A Letter To My Younger Self.

Your demons don’t leave you but you find strength and beauty because of them.

I could not look away from the smiling images of the fourteen year-old trans boy who seemed to exude promise and joy — even if that joy was somewhat tempered by a familiar pain.

He was perfect. And he was gone.

Tattoo to remind me of my journeys.

The images were recurring on my Facebook timeline because this beautiful, young, soul had died by suicide last month. I saw myself in him, though I never found the strength to come out in childhood. It took me well into my twenties when I was in law school and dreading the idea of pursuing such a gendered career path in the disguise of my assigned birth sex, to admit to myself that I am trans.

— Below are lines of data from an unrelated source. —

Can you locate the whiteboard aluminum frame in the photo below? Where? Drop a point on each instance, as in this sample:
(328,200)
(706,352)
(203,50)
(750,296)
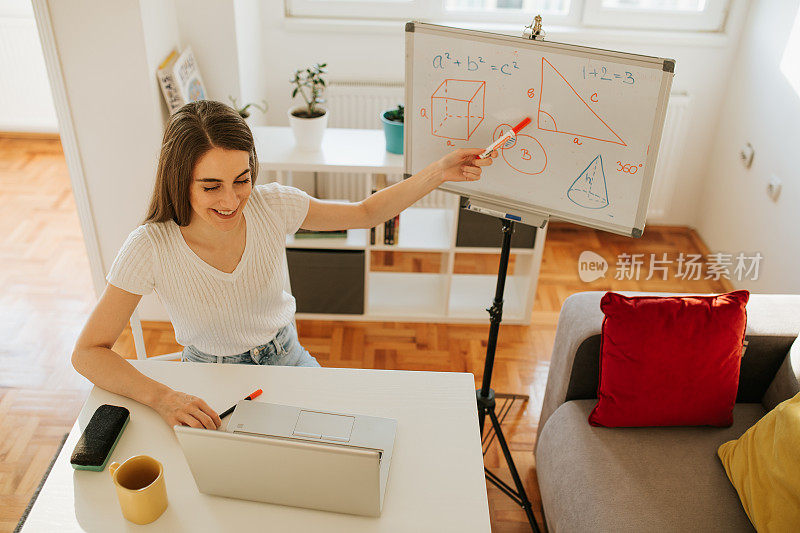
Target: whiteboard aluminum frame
(533,211)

And now here I was, almost thirty-five years old, and by the grace of God still navigating the endless pain, joy and beauty of this life, looking at yet another trans young person lost to suicide. Another person who had the love of family, the support of a community, but who nonetheless battled the demons that torment us and found his only solace in the idea of moving on from this life. I have those demons too. I have battled them for as long as I can remember. And even today as I write this, with all that I have in my life, there are days that I wake up and wonder who I am and where I fit into the complexities and pains of life. Then I put on my headphones, I read the wise words of my friends and heroes, I lean into the uncertainty and I find my way through to a place of relentless commitment to life, love and advocacy for my community, for my family.

There is so much I want to say to my younger self and to the young people struggling like I did. And it doesn’t sound in the refrain of “it gets better.” In some ways and for some people, it simply doesn’t. But, it can get different.

To my younger self I would say:

You find a path through your demons, you find strength and beauty not despite of them but because of them. Your experiences navigating the dark pain of questioning your place in the world help you to embrace the pure joy of finding a place, of discovering your passions, your people, your beauty. You strengthen your connections to your family of origin the more you claim your truth, you build a chosen family, you have a child, you fall in love and experience heartbreak, you find a career that gives you life and purpose, and you see beauty in the body and identity that you spent so much of your life wanting to destroy.

For much of my life the sight of my own reflection would make me physically ill. It would send me into a depression and the persistent need that I felt to crawl outside of myself limited any vision I had for the future. There was no future I could see because I could not see myself aging in the world.

And I felt that self-rejection within my white, thin, blue-eyed body, celebrated in so many ways by society. I knew then and understand even more now that the pain and vulnerability that I felt are magnified beyond compare when one’s body is marked for destruction by society because it is Black, brown, disabled, fat. We exist within bodies that we are told, in varying ways and to varying degrees, are grotesque, disposable, unlovable. This happens through the inherited and systematic trauma of anti-Blackness, white supremacy, transphobia, ablism. It happens on purpose. It happens and people die because of it.

I lived because of privilege and chance and love.

I did not know that I would find a truth inside my darkness. But I did. And that truth is a beautiful truth that connects me to so many people who have come before me, who are living alongside me, and who will no doubt come after me, like the young people I hope will find hope amidst their demons.

I have not lived the neat life that I envisioned as a pre-requisite to adulthood. I do not make all the right decisions or always handle myself with grace. I have tormented and rejected myself over and over again. But somehow through that I learned that our trans bodies are beautiful in all their permutations and manifestations. I learned that holding up the history of our community is a gift that I will never stop paying forward. I learned that pain and messiness and self-doubt can actually be our path towards light, happiness, and confidence.

I learned that I have a place in the world.

It is not lost on me that that the lawmakers that stand up and defend legislation that would seek to ban trans people from public life are sending clear messages to trans people that we do not have a place in the world.

Texas House Speaker Joe Straus is right to be concerned that his state’s proposed anti-trans bills would mean the death of trans Texans on his watch. The stakes could not be higher. In the coming weeks, lawmakers will again descend on Austin with an agenda to torment, demean and exclude people who represent a perceived threat to the social order they so desperately want to maintain — immigrants, trans people, people who seek control and autonomy over their bodies and reproductive choices.

To my younger self and the younger people watching this and other debates over our humanity, I say, you are beautiful, you are perfect, and the very demons that haunt you may just be your gift.

And to the lawmakers in Texas and elsewhere who seek to eliminate us, you will not succeed. We are too resilient, too committed, to inspired, and to loving to ever give in or give up.

See you in Austin and anywhere else you seek to attack us.